La même diminution menace l’Australie ces 40 prochaines années. La première étude réalisée par MinEx Consulting et parue ce mois-ci indique que dans ce pays la production d’or entamera une baisse significative à partir d’aujourd’hui et jusqu’en 2057. D’ici là, 67 des 71 gisements actuels seront épuisés. La plupart d’entre eux fermeront d’ici une vingtaine d’années.
Toute production supplémentaire dépendra du succès des explorations, qui seront de plus en plus difficiles si les compagnies n’investissent pas et si le gouvernement australien n’assouplit pas les règles d’extraction.
Selon MinEx, «pour que l’industrie minière d’or australienne puisse maintenir la production au niveau actuel à long terme, il sera nécessaire soit de doubler la somme dépensée pour l’exploration, soit de doubler l’efficacité des travaux d’exploration».
Les grands gisements n’ont toutefois pas complètement disparu. En mars, il a été rapporté que Shandong Gold Group, le deuxième plus grand producteur chinois, avait découvert un gisement dans l’est de la Chine abritant entre 380 et 550 tonnes d’or. Il s’agirait du plus grand gisement du pays dont la durée d’exploitation serait de 40 ans à partir du début des opérations.
De plus, ce mois-ci, Kitco a rapporté que la Seabridge Gold implantée à Toronto avait découvert un important gisement d’or en Colombie-Britannique. Cette découverte a été faite après le recul d’un glacier. Selon les estimations, il contient la quantité impressionnante de 780 tonnes métriques.
«Il ne fait aucun doute qu’au fur et à mesure de la fonte des glaciers les capacités d’exploration seront élargies. Il sera possible de faire davantage de découvertes dans cette région», a déclaré à Kitco le directeur général de Seabridge Rudi Fronk. La compagnie a déjà reçu l’autorisation pour lancer l’extraction.

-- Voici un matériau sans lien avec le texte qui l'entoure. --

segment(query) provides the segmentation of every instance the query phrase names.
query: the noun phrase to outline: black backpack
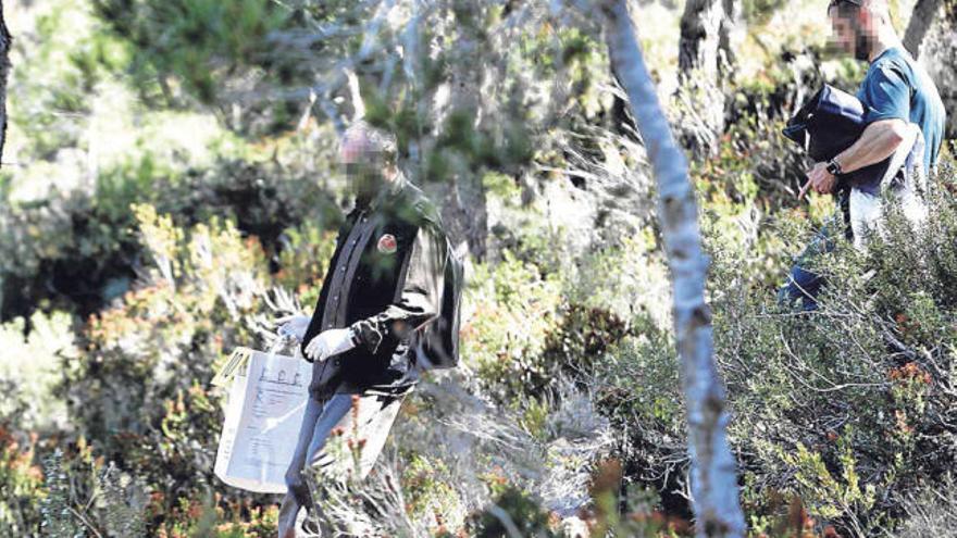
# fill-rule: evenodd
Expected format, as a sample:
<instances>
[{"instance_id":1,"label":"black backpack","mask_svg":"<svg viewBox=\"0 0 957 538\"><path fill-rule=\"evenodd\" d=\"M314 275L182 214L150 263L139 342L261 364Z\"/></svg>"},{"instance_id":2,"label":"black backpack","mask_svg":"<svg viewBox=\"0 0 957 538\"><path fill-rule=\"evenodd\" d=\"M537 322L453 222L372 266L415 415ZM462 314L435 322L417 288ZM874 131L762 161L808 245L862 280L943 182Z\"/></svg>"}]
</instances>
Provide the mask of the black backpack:
<instances>
[{"instance_id":1,"label":"black backpack","mask_svg":"<svg viewBox=\"0 0 957 538\"><path fill-rule=\"evenodd\" d=\"M446 261L442 289L442 310L420 330L415 360L422 370L453 368L459 365L459 325L461 322L464 263L445 238Z\"/></svg>"},{"instance_id":2,"label":"black backpack","mask_svg":"<svg viewBox=\"0 0 957 538\"><path fill-rule=\"evenodd\" d=\"M817 162L828 162L849 148L867 127L867 110L860 100L825 84L784 127L784 136L807 150ZM883 177L891 158L841 176L838 190Z\"/></svg>"}]
</instances>

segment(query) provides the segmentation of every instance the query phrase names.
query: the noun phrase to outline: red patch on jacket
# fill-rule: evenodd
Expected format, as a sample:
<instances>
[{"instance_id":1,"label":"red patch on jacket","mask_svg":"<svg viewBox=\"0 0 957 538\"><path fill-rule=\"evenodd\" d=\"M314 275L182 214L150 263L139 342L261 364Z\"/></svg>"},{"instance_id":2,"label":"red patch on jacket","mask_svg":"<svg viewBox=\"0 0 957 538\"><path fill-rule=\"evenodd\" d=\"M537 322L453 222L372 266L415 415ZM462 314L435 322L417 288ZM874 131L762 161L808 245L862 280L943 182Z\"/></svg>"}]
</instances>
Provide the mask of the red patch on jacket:
<instances>
[{"instance_id":1,"label":"red patch on jacket","mask_svg":"<svg viewBox=\"0 0 957 538\"><path fill-rule=\"evenodd\" d=\"M378 245L376 248L380 252L385 252L386 254L391 254L396 251L397 248L396 236L391 234L385 234L378 238Z\"/></svg>"}]
</instances>

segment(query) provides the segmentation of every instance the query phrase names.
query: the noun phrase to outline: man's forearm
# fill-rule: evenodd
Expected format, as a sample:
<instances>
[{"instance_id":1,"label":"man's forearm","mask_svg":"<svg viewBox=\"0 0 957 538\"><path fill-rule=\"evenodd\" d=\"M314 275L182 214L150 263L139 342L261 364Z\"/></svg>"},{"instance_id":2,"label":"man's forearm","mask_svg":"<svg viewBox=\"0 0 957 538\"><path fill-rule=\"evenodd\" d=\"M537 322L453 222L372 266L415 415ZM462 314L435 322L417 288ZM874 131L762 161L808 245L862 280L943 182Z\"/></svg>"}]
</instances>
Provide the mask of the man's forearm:
<instances>
[{"instance_id":1,"label":"man's forearm","mask_svg":"<svg viewBox=\"0 0 957 538\"><path fill-rule=\"evenodd\" d=\"M870 166L887 159L904 141L906 124L903 120L881 120L867 126L846 150L834 158L844 173Z\"/></svg>"}]
</instances>

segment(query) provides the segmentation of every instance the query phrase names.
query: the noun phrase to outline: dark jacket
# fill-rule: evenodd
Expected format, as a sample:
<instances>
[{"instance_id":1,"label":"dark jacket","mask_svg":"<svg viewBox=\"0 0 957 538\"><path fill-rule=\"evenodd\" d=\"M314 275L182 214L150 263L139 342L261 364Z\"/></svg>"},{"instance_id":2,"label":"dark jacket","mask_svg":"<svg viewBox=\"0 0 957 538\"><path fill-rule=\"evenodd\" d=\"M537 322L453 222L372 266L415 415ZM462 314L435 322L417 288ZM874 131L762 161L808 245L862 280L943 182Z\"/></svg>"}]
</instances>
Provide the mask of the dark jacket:
<instances>
[{"instance_id":1,"label":"dark jacket","mask_svg":"<svg viewBox=\"0 0 957 538\"><path fill-rule=\"evenodd\" d=\"M805 147L816 162L828 162L849 148L867 127L866 110L860 100L824 85L787 121L784 136ZM840 176L837 191L872 184L884 177L891 159Z\"/></svg>"},{"instance_id":2,"label":"dark jacket","mask_svg":"<svg viewBox=\"0 0 957 538\"><path fill-rule=\"evenodd\" d=\"M417 328L439 312L446 245L435 207L401 174L346 216L302 351L330 328L352 327L358 346L315 363L313 397L417 383Z\"/></svg>"}]
</instances>

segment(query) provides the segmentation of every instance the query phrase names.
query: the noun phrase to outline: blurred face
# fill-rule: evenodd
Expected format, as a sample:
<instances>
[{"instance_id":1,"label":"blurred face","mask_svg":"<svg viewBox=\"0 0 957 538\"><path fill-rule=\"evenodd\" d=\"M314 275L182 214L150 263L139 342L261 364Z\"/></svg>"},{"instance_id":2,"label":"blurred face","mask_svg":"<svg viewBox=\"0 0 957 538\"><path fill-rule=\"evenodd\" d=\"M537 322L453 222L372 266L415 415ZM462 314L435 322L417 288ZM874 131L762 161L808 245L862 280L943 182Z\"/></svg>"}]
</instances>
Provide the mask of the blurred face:
<instances>
[{"instance_id":1,"label":"blurred face","mask_svg":"<svg viewBox=\"0 0 957 538\"><path fill-rule=\"evenodd\" d=\"M365 140L353 139L343 143L339 161L349 179L349 187L358 198L371 198L385 182L385 155L371 150Z\"/></svg>"},{"instance_id":2,"label":"blurred face","mask_svg":"<svg viewBox=\"0 0 957 538\"><path fill-rule=\"evenodd\" d=\"M877 36L874 18L866 8L848 0L838 0L828 10L831 17L832 41L837 50L857 60L868 60Z\"/></svg>"}]
</instances>

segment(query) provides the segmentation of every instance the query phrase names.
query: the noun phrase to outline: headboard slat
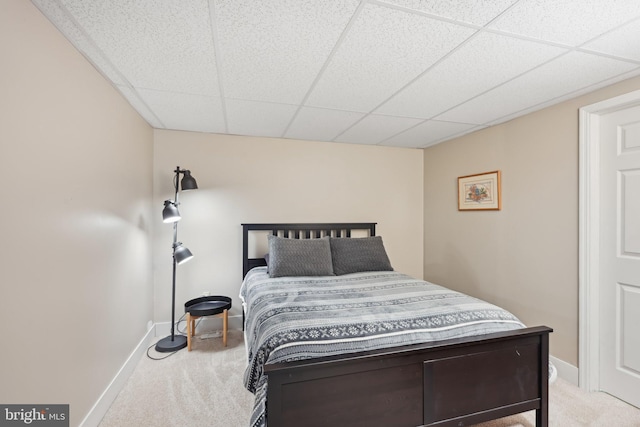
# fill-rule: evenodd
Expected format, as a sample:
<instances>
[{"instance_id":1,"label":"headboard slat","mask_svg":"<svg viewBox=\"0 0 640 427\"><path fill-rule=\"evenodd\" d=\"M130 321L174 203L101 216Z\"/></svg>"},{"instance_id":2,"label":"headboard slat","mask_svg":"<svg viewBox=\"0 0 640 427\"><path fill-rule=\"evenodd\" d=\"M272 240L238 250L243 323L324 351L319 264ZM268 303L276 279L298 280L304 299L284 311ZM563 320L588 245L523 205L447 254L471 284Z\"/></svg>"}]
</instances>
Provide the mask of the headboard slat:
<instances>
[{"instance_id":1,"label":"headboard slat","mask_svg":"<svg viewBox=\"0 0 640 427\"><path fill-rule=\"evenodd\" d=\"M254 267L266 265L264 258L249 258L249 232L269 231L278 236L300 239L320 238L324 235L335 237L351 237L354 230L366 230L369 236L376 235L376 222L344 222L344 223L283 223L283 224L242 224L242 277ZM312 237L313 236L313 237Z\"/></svg>"}]
</instances>

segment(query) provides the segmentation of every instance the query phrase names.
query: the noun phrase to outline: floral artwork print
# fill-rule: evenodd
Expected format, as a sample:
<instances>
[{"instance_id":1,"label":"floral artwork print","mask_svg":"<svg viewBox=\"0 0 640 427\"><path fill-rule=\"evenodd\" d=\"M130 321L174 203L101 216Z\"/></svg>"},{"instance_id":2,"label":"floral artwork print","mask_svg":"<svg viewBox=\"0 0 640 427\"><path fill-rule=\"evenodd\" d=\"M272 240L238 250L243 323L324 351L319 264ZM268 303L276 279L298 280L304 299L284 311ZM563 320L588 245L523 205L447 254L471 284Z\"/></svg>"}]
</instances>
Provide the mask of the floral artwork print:
<instances>
[{"instance_id":1,"label":"floral artwork print","mask_svg":"<svg viewBox=\"0 0 640 427\"><path fill-rule=\"evenodd\" d=\"M458 177L458 210L500 210L500 171Z\"/></svg>"},{"instance_id":2,"label":"floral artwork print","mask_svg":"<svg viewBox=\"0 0 640 427\"><path fill-rule=\"evenodd\" d=\"M491 183L475 183L471 185L466 185L467 187L467 197L466 200L468 202L477 202L482 203L484 201L491 200Z\"/></svg>"}]
</instances>

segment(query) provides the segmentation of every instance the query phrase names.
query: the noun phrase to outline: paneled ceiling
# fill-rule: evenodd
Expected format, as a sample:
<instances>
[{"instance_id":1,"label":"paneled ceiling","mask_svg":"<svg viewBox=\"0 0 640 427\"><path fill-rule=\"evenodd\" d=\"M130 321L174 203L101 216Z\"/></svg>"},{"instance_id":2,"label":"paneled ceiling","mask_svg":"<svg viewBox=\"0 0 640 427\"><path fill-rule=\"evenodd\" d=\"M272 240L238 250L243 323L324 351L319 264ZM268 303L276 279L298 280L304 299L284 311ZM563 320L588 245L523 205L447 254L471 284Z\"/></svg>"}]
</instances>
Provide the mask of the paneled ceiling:
<instances>
[{"instance_id":1,"label":"paneled ceiling","mask_svg":"<svg viewBox=\"0 0 640 427\"><path fill-rule=\"evenodd\" d=\"M32 0L151 126L428 147L640 75L639 0Z\"/></svg>"}]
</instances>

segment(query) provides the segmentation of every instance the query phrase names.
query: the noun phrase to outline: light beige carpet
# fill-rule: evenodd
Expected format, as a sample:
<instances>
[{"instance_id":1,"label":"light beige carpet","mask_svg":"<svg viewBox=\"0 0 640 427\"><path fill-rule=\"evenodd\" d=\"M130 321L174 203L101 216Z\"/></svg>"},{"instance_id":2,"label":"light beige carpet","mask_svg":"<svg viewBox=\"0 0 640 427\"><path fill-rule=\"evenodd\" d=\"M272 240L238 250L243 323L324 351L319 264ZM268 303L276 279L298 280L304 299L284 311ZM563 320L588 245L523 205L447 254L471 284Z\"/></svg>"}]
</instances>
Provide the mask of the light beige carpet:
<instances>
[{"instance_id":1,"label":"light beige carpet","mask_svg":"<svg viewBox=\"0 0 640 427\"><path fill-rule=\"evenodd\" d=\"M221 338L196 336L191 352L160 361L145 356L100 427L247 427L253 395L242 385L244 368L240 331L229 331L226 348ZM640 427L640 409L558 379L549 388L549 421L553 427ZM534 427L535 413L479 426Z\"/></svg>"}]
</instances>

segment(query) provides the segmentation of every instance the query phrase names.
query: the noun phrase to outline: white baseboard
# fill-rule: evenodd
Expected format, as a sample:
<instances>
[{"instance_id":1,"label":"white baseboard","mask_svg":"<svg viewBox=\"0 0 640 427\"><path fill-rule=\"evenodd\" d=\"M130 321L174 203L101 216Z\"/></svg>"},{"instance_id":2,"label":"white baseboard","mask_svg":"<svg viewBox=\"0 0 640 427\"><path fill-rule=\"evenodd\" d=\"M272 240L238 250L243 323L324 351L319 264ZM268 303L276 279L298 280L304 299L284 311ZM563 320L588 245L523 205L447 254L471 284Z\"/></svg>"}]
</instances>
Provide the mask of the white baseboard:
<instances>
[{"instance_id":1,"label":"white baseboard","mask_svg":"<svg viewBox=\"0 0 640 427\"><path fill-rule=\"evenodd\" d=\"M127 360L124 362L124 365L122 365L102 395L98 398L98 401L93 405L87 416L84 417L84 420L80 423L80 427L97 427L98 424L100 424L100 421L102 421L102 418L111 407L111 404L118 396L118 393L120 393L124 388L127 380L138 365L140 358L145 354L151 340L156 335L153 323L150 322L147 329L147 333L142 337L136 348L129 355Z\"/></svg>"},{"instance_id":2,"label":"white baseboard","mask_svg":"<svg viewBox=\"0 0 640 427\"><path fill-rule=\"evenodd\" d=\"M570 382L575 386L578 386L580 375L577 367L551 355L549 355L549 360L558 370L558 376L560 378L567 382Z\"/></svg>"}]
</instances>

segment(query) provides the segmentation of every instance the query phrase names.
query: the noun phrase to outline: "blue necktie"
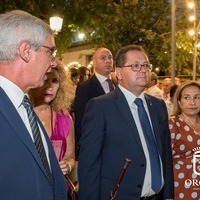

Les dépenses pour l’exploration montent en flèche. D’après S&P Global Market Intelligence, elles ont augmenté sur 12 mois, selon les informations de septembre, pour la première fois depuis 2012. Les budgets ont grimpé de 14% en glissement annuel jusqu’à 7,95 milliards de dollars. Au cours de cette période, les compagnies de production d’or ont dépensé environ 4 milliards de dollars pour l’exploration, soit près de la moitié de tous les budgets pour l’extraction de métaux non ferreux.
Comme la recherche devient de plus en plus coûteuse, les grands producteurs pourraient décider d’acquérir des sociétés plus petites avec des projets vérifiés et rentables.
Cela pourrait représenter une grande valeur pour les investisseurs et il faut donc surveiller les «juniors» ciblés par des absorptions. Par exemple, dans l’industrie minière australienne, on constate une certaine augmentation des transactions par rapport à l’an dernier selon le rapport de septembre de BDO. L’an dernier, Goldcorp a signé un contrat pour acheter le junior Kaminak Gold à Vancouver, et en mai de la même année el Dorado a annoncé l’acquisition d’Integra Gold pour 590 millions de dollars.
Pierre Lassonde pense que l’or doit représenter 5 à 10% du portefeuille des investisseurs.